Elections

Présidentielle au Malawi : l’opposition rejette la victoire de Peter Mutharika

L'opposant Lazarus Chakwera s'apprête à voter, le 21 mai 2019, à Kasiya.

L'opposant Lazarus Chakwera s'apprête à voter, le 21 mai 2019, à Kasiya. © GIANLUIGI GUERCIA/AFP

L'opposant malawite Lazarus Chakwera, arrivé deuxième de la présidentielle, a annoncé vendredi rejeter « les résultats frauduleux » de l'élection remportée par le chef de l'État sortant Peter Mutharika, qui a déjà prêté serment.

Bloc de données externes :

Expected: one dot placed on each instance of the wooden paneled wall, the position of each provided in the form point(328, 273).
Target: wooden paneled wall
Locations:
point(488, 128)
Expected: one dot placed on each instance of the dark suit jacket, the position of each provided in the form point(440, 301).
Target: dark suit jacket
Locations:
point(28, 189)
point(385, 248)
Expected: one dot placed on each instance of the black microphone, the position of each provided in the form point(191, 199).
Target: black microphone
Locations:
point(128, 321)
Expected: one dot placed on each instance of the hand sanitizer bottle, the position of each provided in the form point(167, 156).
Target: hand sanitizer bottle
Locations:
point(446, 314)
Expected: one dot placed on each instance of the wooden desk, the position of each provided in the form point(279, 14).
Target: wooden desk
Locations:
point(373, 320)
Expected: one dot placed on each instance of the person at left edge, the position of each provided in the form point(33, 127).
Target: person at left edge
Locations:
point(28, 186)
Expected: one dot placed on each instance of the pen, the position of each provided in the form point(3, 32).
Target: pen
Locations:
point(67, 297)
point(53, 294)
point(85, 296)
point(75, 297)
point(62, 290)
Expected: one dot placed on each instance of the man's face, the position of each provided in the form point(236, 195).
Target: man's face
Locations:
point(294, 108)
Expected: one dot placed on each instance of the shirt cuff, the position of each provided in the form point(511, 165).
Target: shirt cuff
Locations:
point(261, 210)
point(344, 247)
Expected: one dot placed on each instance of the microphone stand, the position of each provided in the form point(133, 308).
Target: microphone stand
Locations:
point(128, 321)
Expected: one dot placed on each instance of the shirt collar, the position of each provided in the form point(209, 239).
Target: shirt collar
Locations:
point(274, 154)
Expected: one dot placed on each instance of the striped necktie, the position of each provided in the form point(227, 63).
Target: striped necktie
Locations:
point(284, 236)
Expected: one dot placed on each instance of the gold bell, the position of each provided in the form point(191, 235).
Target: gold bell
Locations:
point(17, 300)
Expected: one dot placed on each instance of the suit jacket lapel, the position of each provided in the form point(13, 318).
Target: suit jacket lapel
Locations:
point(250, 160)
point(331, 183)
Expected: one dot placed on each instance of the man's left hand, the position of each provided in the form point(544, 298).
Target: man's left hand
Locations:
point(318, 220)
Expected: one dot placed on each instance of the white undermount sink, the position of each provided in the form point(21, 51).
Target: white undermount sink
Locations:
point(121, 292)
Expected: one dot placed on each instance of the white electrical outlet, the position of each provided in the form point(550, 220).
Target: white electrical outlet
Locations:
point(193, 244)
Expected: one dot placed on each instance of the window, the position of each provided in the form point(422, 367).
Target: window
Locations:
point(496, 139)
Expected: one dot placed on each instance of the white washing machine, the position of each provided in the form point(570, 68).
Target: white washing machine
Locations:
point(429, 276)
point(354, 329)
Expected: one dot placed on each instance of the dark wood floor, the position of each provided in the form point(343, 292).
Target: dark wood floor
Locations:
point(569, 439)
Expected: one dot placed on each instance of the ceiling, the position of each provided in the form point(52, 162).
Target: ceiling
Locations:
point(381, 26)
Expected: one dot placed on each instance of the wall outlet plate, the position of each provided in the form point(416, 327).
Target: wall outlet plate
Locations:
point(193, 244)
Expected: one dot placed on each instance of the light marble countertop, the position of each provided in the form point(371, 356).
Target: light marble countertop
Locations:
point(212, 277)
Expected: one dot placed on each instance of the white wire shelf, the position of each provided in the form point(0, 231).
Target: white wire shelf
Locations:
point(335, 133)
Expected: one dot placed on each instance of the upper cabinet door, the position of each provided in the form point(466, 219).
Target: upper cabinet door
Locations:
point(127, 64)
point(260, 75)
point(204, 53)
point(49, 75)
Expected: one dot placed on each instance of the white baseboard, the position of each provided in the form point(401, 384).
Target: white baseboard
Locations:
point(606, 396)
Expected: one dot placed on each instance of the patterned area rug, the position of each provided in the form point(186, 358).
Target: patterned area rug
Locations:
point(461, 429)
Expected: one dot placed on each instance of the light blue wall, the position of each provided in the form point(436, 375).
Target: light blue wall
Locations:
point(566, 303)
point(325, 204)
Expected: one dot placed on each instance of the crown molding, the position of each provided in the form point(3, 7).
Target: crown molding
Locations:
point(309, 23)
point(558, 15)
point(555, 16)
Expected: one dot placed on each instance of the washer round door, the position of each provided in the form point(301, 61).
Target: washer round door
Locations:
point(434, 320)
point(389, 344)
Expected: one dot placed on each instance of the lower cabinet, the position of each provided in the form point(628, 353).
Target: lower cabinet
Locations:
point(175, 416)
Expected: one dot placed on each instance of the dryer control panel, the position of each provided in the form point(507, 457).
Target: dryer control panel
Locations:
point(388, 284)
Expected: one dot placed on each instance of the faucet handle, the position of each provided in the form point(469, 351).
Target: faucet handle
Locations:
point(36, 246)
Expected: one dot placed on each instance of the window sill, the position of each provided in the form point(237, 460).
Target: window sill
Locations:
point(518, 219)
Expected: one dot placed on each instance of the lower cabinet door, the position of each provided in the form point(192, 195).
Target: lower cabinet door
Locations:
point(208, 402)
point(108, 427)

« Moi, Lazarus Chakwera, rejette les résultats frauduleux de la MEC », la Commission électorale du Malawi, a déclaré le chef du parti du Congrès du Malawi (MCP) lors d’une conférence de presse à Lilongwe vendredi 31 mai. Il a affirmé qu’il allait demander à la justice « d’annuler » les résultats de la présidentielle du 21 mai. « Nous avons été les témoins non pas d’une élection mais d’un vol, d’un crime contre (…) notre démocratie », a-t-il dénoncé.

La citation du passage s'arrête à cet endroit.